Searching for Easy Money

 

SEARCHING FOR EASY MONEY

 

At first glance this short chapter might appear to have little to do with the 1930s, but I feel it is important enough to warrant its inclusion, as it is a positive indication of how one aspect of the social consciousness has changed – that of avarice.

Today we live in a world where the chase is on, by millions, for easy money, elusive wealth that might be attained by gambling in numerous forms. We have with us, as regular financial travellers, a large number of ways in which money can be won and lost. Most of these methods, as far as the working population of half a century ago was concerned, either being non-existent or confined only to the rich.

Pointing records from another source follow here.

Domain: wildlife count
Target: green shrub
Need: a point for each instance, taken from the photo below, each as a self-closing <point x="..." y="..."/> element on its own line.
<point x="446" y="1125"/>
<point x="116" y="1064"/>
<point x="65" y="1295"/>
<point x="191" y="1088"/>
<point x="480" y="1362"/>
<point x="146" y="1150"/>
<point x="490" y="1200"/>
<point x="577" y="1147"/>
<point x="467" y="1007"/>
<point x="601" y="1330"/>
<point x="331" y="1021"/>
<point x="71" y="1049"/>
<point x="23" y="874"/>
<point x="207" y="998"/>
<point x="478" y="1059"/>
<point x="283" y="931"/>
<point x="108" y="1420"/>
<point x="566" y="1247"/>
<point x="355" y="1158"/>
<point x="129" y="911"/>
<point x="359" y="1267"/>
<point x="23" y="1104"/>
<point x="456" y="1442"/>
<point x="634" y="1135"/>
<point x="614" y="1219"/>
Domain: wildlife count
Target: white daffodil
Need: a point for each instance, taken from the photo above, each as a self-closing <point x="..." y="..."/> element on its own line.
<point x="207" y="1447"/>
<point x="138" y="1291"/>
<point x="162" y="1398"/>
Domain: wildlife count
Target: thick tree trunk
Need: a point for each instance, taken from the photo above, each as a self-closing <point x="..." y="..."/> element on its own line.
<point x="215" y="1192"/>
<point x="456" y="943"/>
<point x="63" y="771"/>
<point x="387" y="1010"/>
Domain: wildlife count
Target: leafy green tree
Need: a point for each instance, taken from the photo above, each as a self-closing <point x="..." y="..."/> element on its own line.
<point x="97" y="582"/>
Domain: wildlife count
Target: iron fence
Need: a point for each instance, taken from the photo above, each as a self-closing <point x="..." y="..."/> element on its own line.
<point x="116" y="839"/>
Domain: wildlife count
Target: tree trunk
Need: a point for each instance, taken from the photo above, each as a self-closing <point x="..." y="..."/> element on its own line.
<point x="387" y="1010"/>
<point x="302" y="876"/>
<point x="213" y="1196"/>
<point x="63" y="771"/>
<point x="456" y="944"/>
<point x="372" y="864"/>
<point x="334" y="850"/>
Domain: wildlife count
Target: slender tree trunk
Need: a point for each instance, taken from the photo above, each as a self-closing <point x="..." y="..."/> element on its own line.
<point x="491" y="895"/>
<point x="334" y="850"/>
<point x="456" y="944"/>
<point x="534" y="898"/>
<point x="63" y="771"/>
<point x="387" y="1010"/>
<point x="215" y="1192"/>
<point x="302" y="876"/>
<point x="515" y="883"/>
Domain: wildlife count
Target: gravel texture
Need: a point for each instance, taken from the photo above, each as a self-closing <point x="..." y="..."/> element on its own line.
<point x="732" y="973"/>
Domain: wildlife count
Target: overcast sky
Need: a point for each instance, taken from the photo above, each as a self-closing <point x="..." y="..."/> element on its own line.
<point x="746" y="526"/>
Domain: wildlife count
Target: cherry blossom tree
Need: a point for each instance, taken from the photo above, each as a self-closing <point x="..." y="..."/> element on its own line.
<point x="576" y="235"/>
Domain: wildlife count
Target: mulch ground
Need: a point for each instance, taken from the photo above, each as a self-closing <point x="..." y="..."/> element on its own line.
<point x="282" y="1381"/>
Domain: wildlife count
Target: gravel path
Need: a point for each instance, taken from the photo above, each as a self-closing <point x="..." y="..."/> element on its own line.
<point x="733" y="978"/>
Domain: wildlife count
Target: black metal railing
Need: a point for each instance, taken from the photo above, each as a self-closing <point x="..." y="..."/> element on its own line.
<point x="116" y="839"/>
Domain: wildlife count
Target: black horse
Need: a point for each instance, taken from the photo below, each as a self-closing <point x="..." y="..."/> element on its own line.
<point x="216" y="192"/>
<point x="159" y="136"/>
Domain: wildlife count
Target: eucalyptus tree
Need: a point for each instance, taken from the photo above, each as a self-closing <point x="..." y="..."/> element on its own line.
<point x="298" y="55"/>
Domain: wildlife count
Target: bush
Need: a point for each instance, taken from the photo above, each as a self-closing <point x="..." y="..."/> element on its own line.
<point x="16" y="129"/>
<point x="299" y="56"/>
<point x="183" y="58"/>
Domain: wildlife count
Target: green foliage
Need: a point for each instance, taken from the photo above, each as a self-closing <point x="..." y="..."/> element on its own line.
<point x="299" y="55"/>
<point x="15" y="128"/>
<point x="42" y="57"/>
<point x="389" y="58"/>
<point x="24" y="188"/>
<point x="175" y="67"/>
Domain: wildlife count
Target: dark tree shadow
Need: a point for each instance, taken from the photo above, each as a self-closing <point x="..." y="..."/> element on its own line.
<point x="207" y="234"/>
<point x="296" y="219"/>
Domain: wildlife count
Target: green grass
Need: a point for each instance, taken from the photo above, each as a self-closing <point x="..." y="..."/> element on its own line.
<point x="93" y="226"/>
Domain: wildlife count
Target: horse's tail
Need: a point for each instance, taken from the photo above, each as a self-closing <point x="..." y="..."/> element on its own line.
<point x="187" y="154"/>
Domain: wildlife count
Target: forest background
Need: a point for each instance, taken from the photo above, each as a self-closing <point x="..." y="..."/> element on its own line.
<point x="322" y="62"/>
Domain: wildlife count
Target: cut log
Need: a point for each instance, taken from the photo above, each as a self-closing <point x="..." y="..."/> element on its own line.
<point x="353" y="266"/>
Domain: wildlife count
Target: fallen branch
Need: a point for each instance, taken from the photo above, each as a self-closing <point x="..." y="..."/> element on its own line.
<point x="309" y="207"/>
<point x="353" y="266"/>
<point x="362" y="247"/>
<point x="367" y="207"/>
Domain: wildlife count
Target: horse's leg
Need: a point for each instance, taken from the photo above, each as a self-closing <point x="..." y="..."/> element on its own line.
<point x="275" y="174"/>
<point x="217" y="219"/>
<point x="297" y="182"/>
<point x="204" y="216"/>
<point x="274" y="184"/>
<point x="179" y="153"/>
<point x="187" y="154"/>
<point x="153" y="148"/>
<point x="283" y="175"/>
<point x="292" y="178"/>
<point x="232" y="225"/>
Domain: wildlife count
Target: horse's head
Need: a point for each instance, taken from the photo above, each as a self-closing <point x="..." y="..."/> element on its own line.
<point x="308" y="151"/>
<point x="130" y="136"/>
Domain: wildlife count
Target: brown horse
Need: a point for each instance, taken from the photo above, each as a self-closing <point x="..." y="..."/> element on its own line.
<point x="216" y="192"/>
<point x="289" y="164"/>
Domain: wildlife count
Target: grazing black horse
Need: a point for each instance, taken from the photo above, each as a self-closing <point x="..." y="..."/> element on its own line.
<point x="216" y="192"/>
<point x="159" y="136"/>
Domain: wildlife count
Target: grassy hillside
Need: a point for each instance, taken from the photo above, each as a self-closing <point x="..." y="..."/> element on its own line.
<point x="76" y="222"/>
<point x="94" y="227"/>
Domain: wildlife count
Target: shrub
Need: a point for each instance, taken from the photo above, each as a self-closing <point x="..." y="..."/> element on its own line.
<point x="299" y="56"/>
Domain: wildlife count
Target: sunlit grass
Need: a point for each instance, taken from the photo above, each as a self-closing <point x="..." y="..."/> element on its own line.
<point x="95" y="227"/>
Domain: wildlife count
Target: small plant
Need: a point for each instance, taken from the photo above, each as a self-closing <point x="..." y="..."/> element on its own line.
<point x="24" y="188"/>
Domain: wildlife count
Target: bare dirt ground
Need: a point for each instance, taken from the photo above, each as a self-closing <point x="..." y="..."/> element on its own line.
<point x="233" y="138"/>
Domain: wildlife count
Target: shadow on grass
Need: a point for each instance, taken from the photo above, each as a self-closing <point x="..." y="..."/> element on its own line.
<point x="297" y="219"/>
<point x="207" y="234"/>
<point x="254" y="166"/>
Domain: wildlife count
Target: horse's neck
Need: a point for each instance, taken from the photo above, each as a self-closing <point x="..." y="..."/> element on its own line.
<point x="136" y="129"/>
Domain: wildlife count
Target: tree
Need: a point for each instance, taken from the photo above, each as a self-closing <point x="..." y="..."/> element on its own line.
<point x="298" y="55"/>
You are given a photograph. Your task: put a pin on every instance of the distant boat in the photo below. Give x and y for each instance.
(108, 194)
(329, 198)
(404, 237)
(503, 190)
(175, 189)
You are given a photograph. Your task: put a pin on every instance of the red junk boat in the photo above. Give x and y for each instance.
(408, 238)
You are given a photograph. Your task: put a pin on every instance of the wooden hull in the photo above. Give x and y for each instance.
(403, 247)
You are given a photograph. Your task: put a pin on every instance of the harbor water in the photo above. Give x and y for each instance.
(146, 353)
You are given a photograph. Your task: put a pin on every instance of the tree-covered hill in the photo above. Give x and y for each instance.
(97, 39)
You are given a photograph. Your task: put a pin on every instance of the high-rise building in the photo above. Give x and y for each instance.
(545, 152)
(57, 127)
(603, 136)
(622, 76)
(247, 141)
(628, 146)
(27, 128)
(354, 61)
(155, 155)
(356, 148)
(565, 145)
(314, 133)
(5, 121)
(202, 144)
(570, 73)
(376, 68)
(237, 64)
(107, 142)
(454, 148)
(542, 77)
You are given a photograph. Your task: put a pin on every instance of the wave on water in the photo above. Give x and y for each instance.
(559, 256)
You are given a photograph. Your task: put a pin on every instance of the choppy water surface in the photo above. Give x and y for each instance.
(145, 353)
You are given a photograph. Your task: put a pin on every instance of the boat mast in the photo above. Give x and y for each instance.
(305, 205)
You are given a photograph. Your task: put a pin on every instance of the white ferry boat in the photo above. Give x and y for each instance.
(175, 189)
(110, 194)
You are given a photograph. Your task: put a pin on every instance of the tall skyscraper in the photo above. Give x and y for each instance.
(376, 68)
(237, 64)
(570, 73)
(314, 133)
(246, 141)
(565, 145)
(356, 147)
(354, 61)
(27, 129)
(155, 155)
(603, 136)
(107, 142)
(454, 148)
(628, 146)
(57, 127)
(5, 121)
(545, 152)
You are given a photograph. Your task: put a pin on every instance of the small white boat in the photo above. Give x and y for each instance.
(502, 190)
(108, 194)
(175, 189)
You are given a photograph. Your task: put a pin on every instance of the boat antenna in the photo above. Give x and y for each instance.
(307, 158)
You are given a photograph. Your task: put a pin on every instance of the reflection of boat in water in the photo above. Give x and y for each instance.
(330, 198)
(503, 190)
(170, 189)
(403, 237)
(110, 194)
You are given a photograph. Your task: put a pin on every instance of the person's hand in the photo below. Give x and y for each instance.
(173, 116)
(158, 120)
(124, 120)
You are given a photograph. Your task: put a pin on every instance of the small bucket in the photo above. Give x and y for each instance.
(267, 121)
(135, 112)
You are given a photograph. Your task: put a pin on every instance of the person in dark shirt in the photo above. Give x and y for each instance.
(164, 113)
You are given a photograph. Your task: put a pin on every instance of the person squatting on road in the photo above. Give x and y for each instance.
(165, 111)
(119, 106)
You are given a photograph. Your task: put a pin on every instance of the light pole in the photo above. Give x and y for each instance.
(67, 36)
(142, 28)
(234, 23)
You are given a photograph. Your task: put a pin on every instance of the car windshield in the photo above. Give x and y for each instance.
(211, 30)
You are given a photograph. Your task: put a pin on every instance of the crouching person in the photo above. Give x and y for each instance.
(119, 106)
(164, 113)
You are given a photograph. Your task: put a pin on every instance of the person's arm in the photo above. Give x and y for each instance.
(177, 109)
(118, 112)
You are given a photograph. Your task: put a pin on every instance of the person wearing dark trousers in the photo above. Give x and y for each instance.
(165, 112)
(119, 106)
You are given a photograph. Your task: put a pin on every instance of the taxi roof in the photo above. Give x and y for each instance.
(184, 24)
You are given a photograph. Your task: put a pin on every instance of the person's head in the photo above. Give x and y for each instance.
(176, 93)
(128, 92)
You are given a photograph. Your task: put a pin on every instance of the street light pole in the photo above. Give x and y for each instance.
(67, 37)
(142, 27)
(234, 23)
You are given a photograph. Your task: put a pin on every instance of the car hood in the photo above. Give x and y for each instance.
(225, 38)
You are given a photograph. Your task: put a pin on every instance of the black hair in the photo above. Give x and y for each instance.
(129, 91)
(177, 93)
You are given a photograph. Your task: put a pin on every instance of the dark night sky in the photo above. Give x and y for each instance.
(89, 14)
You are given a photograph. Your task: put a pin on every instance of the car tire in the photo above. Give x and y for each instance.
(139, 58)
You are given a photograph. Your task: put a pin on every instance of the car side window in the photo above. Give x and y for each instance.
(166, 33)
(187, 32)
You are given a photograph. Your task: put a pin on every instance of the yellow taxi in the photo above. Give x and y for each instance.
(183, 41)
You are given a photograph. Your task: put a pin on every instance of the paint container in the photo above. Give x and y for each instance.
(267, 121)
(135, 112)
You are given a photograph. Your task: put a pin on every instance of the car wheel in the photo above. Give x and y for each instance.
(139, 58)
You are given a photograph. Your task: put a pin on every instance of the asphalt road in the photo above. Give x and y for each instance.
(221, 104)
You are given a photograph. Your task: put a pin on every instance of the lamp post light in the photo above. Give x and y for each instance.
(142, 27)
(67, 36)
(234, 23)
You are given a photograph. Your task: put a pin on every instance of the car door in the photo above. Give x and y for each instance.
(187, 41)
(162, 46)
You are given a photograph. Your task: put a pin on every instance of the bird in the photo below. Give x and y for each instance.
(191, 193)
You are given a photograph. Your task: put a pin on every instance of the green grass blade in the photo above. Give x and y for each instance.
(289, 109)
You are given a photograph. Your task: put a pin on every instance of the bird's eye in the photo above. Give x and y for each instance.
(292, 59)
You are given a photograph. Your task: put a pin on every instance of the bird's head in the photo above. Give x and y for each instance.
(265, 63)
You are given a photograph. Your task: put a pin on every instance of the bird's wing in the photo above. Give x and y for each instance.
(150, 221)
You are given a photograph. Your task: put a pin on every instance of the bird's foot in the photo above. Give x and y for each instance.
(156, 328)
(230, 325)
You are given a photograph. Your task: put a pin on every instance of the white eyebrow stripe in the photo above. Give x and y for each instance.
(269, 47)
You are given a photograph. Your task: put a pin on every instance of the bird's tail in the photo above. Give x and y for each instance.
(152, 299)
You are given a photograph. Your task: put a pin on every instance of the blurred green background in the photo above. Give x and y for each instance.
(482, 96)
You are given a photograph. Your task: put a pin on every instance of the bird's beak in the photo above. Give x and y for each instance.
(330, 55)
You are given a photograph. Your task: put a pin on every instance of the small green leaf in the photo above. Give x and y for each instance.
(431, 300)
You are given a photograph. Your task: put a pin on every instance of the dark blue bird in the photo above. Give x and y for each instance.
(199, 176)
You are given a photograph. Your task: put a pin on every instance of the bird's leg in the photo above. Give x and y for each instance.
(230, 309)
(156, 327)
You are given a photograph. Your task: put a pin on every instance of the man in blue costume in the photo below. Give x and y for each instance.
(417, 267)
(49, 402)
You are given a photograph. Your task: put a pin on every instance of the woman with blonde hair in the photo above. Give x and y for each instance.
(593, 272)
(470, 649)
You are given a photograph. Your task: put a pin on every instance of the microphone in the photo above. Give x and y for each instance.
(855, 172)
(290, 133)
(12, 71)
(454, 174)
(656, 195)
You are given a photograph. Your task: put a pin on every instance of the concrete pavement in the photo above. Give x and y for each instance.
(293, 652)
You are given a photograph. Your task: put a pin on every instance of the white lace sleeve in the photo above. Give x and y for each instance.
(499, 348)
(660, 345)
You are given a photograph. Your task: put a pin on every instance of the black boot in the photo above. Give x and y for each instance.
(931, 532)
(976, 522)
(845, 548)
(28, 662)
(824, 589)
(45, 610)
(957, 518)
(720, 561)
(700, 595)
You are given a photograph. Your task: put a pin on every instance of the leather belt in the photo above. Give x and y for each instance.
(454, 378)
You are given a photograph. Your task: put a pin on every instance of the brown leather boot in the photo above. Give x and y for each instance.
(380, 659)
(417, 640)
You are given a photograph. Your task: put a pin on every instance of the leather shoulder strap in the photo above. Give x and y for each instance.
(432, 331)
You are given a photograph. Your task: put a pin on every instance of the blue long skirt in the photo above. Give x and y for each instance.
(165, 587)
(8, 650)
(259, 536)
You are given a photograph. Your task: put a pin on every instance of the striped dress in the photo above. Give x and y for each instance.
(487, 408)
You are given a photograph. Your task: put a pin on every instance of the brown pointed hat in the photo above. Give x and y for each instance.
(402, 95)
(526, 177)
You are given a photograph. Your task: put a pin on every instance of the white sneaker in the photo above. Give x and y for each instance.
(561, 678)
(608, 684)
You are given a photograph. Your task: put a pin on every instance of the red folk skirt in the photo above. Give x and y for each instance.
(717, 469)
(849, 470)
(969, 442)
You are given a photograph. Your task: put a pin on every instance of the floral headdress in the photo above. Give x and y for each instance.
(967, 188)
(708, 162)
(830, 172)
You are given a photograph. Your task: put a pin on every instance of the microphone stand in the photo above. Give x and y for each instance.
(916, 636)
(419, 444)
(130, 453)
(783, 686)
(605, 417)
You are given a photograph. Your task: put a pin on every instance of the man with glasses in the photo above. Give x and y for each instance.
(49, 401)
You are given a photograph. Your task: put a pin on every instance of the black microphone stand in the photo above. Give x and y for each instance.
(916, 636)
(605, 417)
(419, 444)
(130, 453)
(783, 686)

Hardly a town or city fails to have its share of bingo halls, casinos, with roulette wheels and blackjack tables in abundance. Licensed horse and greyhound offices flourish. Tote tickets or bingo cards are sold in every conceivable form, and football pools especially, capture countless millions of pounds from the working kitty each week.

I do not intend to discuss the moral virtues of these “hope to get rich quick” schemes, but rather to show how the pendulum, throughout the years, has swung to such an extent, that small time gambling, as carried out by the working class in the 30s, would be regarded as something of a laughing matter today.

Betting did take place before the last war, indeed betting mania has been a prominent feature of social life for longer than anyone cares to recall, but it was betting on a much reduced scale. This was not only due to the obvious reason, which was money being in short supply, but also because much of society then regarded it as one of the great evils of their time – something not to be encouraged or indulged in.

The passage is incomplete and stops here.